A Refresher on the Facts
United Community Bank (“UCB”) lent $350,000 to borrowers for the purchase of real property. When the borrowers defaulted, the collateral property was sold at a foreclosure sale in August 2013. UCB was the high bidder for $275,000, leaving a deficiency balance. A few months after the foreclosure sale, UCB sued on the note to collect the deficiency. The borrowers contested on the ground that UCB did not pay enough for the property at the foreclosure sale, and borrowers were therefore relieved of any liability for the alleged deficiency. The trial court granted summary judgment for UCB and entered a deficiency judgment for all remaining principal, interest and attorneys’ fees, plus the costs of the action (a total of $57,737.74). The borrowers appealed and the Court of Appeals reversed and remanded for trial. The Supreme Court reversed the Court of Appeals, thus reinstating the judgment for UCB.

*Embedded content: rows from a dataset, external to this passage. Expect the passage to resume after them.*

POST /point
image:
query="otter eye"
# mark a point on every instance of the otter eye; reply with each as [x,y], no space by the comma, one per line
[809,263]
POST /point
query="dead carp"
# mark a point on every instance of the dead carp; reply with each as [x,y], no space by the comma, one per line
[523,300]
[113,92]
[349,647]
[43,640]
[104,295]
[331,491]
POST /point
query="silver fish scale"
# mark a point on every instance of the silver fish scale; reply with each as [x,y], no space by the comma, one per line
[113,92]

N.C.G.S. § 45-21.36 permits a borrower or property owner whose property has been purchased by the lender at foreclosure sale to raise as a defense in a deficiency action that the property was worth more than the amount bid by the lender. If the borrower proves this defense, the deficiency amount can be reduced in part or entirely eliminated. Since the vast majority of foreclosure sales end with the lender taking title to the property and with a deficiency owed on the note, a defense asserted under N.C.G.S. § 45-21.36 comes up a lot.

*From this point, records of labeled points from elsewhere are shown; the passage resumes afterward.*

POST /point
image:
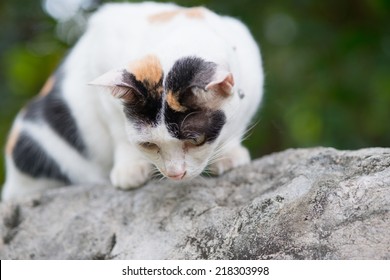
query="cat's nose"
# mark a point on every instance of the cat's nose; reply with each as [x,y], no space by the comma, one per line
[176,176]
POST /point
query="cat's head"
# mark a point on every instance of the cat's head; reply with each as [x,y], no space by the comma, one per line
[175,119]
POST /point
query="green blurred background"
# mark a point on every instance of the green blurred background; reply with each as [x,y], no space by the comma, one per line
[327,65]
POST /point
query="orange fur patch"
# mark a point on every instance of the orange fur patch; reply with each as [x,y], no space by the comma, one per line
[12,139]
[147,69]
[193,13]
[174,103]
[48,86]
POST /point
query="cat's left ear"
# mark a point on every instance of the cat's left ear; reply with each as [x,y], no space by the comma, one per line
[222,83]
[120,82]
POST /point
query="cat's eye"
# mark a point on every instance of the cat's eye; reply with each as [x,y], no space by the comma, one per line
[149,145]
[197,141]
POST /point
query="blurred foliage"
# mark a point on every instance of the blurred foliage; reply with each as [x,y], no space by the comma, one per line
[327,66]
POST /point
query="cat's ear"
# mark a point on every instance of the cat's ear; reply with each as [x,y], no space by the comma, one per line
[222,83]
[120,82]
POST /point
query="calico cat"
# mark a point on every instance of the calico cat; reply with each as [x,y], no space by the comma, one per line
[147,85]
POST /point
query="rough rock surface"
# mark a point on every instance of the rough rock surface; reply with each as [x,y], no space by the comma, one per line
[298,204]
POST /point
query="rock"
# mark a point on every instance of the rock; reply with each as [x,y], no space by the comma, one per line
[298,204]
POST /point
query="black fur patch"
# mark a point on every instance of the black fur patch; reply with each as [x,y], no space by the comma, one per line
[146,103]
[190,125]
[53,110]
[188,72]
[31,159]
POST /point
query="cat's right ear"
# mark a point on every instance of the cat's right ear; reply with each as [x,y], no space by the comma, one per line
[121,83]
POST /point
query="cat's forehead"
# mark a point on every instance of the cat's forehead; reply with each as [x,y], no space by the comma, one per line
[147,70]
[172,107]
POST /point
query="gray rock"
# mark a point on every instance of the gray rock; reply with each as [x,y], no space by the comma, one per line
[298,204]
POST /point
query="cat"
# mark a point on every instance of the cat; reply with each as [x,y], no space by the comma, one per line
[147,84]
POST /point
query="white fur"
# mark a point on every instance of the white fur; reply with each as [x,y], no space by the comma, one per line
[118,34]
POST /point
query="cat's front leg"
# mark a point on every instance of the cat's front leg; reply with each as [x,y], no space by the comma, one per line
[129,170]
[231,158]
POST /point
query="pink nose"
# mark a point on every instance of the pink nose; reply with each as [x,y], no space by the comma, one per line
[176,176]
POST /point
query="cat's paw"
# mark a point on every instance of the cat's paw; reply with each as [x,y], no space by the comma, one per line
[233,158]
[131,176]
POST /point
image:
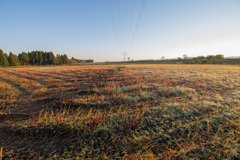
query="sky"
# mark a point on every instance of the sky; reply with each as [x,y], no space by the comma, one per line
[103,30]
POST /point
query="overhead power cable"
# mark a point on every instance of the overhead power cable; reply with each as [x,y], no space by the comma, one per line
[144,2]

The key inquiry for the § 45-21.36 defense is how the parties demonstrate the “true value” of the property at the time of the foreclosure sale. For the lender, that should be easy as it will have a recent appraisal to justify its foreclosure bid. For the borrower, that could involve obtaining a separate appraisal or relying on recent tax value or comparable sales.

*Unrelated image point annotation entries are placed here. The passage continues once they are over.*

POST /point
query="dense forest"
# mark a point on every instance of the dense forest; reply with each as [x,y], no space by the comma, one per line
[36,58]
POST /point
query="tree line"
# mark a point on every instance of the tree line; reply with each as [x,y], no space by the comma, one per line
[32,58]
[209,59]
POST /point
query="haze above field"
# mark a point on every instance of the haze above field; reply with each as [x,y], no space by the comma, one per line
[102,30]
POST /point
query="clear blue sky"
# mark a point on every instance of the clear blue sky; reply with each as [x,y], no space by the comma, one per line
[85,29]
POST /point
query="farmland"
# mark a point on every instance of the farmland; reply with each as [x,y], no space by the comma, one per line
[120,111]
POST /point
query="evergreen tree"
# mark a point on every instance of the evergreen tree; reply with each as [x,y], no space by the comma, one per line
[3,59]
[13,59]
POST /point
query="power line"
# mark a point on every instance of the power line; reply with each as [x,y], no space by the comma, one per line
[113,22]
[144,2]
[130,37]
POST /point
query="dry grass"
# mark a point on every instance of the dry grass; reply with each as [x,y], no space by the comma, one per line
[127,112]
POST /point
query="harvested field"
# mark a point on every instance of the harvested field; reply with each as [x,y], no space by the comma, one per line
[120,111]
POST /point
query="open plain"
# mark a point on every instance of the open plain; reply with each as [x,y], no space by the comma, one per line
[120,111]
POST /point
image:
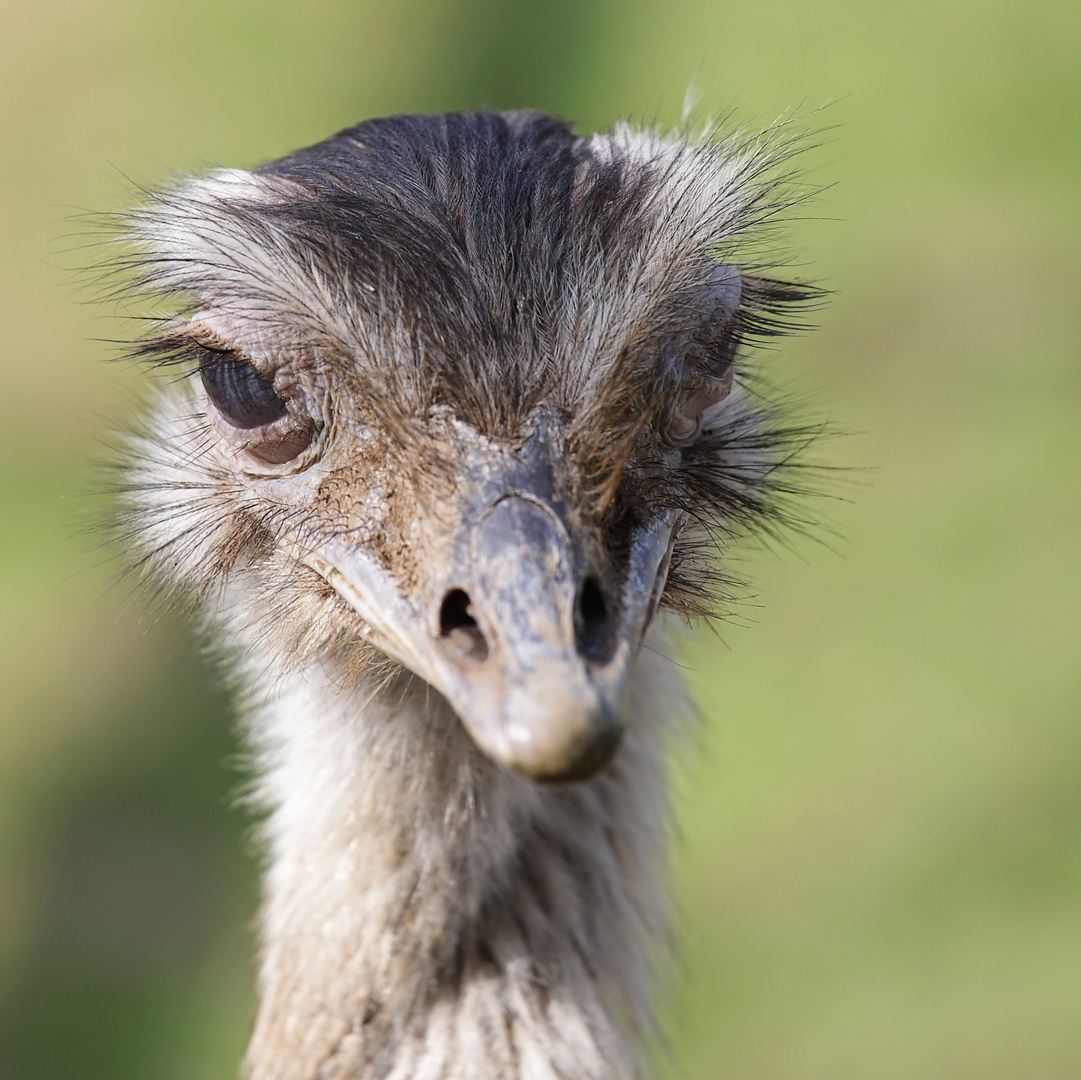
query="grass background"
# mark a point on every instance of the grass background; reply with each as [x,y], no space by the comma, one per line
[880,864]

The Court of Appeals’ decision allowed the borrowers to avoid the lender’s summary judgment motion based on nothing more than a borrower’s subjective belief about the value of the property. In essence, it allowed the borrowers to just submit an affidavit saying “I think the property was worth more than the lender bid” and through that simple statement avoid summary judgment and require a trial.
Not so fast, said the Supreme Court. If a borrower wants to create a genuine issue of fact about the “true value” of the property, then the borrower needs to come forward with more evidence than just the borrower’s opinion. “[M]erely reciting the statutory language or asserting an unsubstantiated opinion regarding the foreclosed property’s value is insufficient,” the justices wrote. Since the borrowers in the case did not present any hard facts or evidence about the “true value” of the property, there was no issue of fact created and summary judgment for the lender was proper.
This ruling is a nice victory for lenders, but it still leaves open a good bit of room for interpretation in the lower courts as to what evidence a borrower needs to present to avoid summary judgment in a deficiency action. In other words, is it enough if a borrower attaches comps to an affidavit, or will the borrower have to obtain their own appraisal? This level of detail will play out at the trial level, but for now, lenders can celebrate that borrowers have to at least do a little more than just offer their own unsupported opinion about property value.